Tinnitus is an indication of problems in the sound-processing system and can be linked to a range of very different disease patterns. Most tinnitus sufferers are also hard of hearing.
Identifying physiological factors
Aside from damage to the auditory system, tinnitus can also be caused by jaw joint dysfunction (e.g. teeth grinding) and chronic neck muscle strain.
Although stress is the single most commonly quoted cause of tinnitus, there is no scientific basis for assuming a connection between stress and tinnitus to date. But tinnitus can cause stress. Noises are perceived more acutely when a person is tense.
Some medications can set off tinnitus. Once medication is stopped, the noises usually disappear again, too. But certain medicines can cause irreparable damage, which can result in permanent tinnitus.

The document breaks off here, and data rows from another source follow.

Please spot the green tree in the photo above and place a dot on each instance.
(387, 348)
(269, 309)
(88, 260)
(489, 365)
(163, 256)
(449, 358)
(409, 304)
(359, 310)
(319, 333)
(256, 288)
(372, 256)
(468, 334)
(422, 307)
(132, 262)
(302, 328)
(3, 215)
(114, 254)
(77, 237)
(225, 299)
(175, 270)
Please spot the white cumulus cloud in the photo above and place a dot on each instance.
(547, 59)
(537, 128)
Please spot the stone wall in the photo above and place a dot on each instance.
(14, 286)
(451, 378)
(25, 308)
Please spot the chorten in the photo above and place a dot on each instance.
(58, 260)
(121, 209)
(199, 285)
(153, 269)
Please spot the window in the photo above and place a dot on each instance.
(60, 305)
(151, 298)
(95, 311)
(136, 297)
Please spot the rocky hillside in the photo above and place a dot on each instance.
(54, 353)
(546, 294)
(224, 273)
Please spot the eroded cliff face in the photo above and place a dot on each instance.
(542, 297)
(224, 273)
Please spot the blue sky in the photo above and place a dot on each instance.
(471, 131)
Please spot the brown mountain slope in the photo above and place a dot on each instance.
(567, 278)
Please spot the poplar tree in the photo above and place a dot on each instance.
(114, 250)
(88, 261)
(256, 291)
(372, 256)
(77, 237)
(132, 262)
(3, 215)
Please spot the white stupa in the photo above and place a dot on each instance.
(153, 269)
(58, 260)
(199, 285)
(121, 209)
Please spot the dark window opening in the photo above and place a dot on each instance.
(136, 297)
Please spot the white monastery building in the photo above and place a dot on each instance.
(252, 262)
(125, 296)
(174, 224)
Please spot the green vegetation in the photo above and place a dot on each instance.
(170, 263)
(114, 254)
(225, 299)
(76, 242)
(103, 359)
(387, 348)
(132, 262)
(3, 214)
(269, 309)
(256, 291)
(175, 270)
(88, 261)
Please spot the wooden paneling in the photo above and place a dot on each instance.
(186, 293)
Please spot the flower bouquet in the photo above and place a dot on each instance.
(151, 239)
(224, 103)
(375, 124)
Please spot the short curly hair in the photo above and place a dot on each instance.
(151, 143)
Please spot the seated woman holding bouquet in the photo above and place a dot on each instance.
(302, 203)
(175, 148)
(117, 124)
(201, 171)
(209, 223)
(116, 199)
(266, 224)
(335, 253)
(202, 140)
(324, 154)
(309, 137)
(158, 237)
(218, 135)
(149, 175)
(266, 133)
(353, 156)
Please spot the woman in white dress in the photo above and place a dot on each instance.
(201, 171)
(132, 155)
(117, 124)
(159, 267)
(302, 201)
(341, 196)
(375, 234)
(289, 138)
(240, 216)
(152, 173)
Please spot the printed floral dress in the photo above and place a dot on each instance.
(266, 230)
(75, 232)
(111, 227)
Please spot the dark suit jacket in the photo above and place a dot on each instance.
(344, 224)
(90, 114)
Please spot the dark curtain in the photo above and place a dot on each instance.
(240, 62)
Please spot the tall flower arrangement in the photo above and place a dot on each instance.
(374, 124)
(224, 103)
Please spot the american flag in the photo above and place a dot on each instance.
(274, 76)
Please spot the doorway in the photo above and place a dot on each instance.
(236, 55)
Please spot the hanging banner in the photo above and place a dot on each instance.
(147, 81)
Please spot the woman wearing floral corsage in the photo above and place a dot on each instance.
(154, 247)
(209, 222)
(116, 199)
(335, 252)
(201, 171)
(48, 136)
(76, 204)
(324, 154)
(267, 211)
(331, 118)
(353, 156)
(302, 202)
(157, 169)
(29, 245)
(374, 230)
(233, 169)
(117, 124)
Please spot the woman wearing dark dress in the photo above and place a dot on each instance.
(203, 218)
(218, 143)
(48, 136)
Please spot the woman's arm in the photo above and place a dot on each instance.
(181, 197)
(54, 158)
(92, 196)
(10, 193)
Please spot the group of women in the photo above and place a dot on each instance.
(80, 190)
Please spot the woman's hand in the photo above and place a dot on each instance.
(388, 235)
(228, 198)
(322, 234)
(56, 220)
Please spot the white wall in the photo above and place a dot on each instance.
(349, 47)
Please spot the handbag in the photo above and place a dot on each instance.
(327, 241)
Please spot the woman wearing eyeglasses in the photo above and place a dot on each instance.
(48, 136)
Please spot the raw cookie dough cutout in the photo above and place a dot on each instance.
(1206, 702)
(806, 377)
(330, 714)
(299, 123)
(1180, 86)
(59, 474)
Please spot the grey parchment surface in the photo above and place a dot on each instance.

Because tinnitus is perceived differently by each sufferer, an exact diagnosis is essential. The first step: establishing whether the case can be medically treated or not. To do this, your doctor may conduct ENT, dental, orthodontic and orthopedic examinations. The pitch and volume of the tinnitus can be determined by special diagnostic tests, and a hearing test can reveal whether hearing loss is also involved.
Tinnitus is identifiable: brain scans indicate increased metabolic activity in the region of the left auditory cortex in tinnitus patients, suggesting that tinnitus is not exclusively related to the ear.